LA PAZ – Bolivian President Evo Morales said on Wednesday that this week’s ruling by the Constitutional Tribunal that he can seek what would be a fourth consecutive term represents a guarantee of stability and “democratic continuity” in the Andean nation.
The court’s decision, which applies to all officeholders from the president on down, was “based on the constitution and above all, based on international law,” the leftist head of state told reporters at the presidential palace.
In a decision announced Tuesday, the tribunal found in favor of a motion brought by the governing MAS party challenging several articles of the constitution and provisions of the electoral law.
The tribunal accepted MAS’ argument that constitutionally mandated term limits for the president and other officeholders violate Article 23 of the Inter-American Convention on Human Rights.
Under the 2009 constitution enacted by Morales, the president is limited to two consecutive terms.

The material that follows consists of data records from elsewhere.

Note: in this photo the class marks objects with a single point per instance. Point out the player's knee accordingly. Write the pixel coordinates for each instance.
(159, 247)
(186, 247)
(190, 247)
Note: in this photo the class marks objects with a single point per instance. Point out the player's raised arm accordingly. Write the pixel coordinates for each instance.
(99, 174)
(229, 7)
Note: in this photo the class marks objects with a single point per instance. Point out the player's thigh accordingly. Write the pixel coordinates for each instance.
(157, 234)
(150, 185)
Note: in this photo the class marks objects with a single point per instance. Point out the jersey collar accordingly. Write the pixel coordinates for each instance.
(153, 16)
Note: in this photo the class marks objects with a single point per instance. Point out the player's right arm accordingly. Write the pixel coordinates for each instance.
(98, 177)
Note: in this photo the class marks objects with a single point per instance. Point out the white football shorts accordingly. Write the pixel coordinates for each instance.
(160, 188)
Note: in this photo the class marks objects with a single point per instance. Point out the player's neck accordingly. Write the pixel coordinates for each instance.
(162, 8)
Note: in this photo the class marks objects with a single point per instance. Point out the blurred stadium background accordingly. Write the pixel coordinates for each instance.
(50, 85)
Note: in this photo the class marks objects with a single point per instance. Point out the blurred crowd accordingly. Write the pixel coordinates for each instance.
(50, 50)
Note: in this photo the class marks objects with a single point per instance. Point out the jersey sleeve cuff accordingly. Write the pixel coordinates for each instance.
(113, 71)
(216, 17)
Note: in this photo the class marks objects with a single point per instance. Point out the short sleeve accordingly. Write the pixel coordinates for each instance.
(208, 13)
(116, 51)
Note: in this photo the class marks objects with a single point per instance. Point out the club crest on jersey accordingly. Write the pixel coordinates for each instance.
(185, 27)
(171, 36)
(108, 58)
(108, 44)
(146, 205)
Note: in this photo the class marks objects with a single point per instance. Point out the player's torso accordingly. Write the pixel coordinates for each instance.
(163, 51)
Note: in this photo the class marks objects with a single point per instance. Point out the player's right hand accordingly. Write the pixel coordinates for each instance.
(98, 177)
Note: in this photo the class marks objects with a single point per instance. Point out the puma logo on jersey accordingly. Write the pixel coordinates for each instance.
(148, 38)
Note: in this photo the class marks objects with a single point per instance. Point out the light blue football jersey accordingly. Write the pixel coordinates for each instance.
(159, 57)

Morales and Vice President Alvaro Garcia Linera started their first term in 2006, their second in 2010 and their third in 2015. They were allowed to seek a third mandate thanks to a ruling by the Constitutional Tribunal that the adoption of the new national charter in 2009 re-set the clock on terms in office.
In a February 2016 referendum, Bolivian voters rejected Morales’ bid to amend the constitution to allow him to run for re-election once again in 2019.
But Morales contended that the outcome of the plebiscite was tainted by a flurry of negative stories in the media about him in the weeks ahead of the vote.
The damaging stories centered on a former girlfriend of the president who claimed – falsely – to have had a child with Morales.
The president recalled that Tuesday’s court judgment was the culmination of a legal initiative launched last year at a MAS party congress in the eastern city of Montero.
A fourth term would extend Morales’ tenure to 2025.